Do not be unbelieving, but believe that God is constantly working for you to dwell with Him and He to dwell with you!  You, who lament your folly, do not think God has forsaken you, because as a man Christ has taken that for you too.  The extent He has gone to in order to bring you back, taking you from death to life, shows just how serious your God is to deliver and preserve you.

By the strength of His might, He has brought you to Himself.  In the trustworthy sign of Baptism, “He saved you in the washing of regeneration and renewal of the Holy Spirit,” (Titus 3:4-7, Epistle reading) whom He has poured out richly on you.  He will assuredly not forsake you now, no matter how much hurt you bear, how much the Devil is pressing you, or how you have wandered in the past.

At the Last, you will enjoy an even closer dwelling than we have known so far. For He promises in that day to remove sin, death, and the devil far from us.  And of this, the Holy Spirit gave this vision to St. John:

22 And I saw no temple in the city, for its temple is the Lord God the Almighty and the Lamb. 23 And the city has no need of sun or moon to shine on it, for the glory of God gives it light, and its lamp is the Lamb. 24 By its light will the nations walk, and the kings of the earth will bring their glory into it, 25 and its gates will never be shut by day—and there will be no night there. 26 They will bring into it the glory and the honor of the nations. 27 But nothing unclean will ever enter it, nor anyone who does what is detestable or false, but only those who are written in the Lamb’s book of life.

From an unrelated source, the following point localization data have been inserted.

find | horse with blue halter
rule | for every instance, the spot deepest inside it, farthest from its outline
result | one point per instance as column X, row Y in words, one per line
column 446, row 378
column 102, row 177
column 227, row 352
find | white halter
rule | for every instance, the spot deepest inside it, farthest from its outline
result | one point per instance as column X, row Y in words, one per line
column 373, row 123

22:1 Then the angel showed me the river of the water of life, bright as crystal, flowing from the throne of God and of the Lamb through the middle of the street of the city; also, on either side of the river, the tree of life with its twelve kinds of fruit, yielding its fruit each month. The leaves of the tree were for the healing of the nations. No longer will there be anything accursed, but the throne of God and of the Lamb will be in it, and his servants will worship him. They will see his face, and his name will be on their foreheads. And night will be no more. They will need no light of lamp or sun, for the Lord God will be their light, and they will reign forever and ever.

Thanks and praise to the Word made flesh, who lives and reigns with the Father and the Holy Spirit, one God, now and forever.  Amen.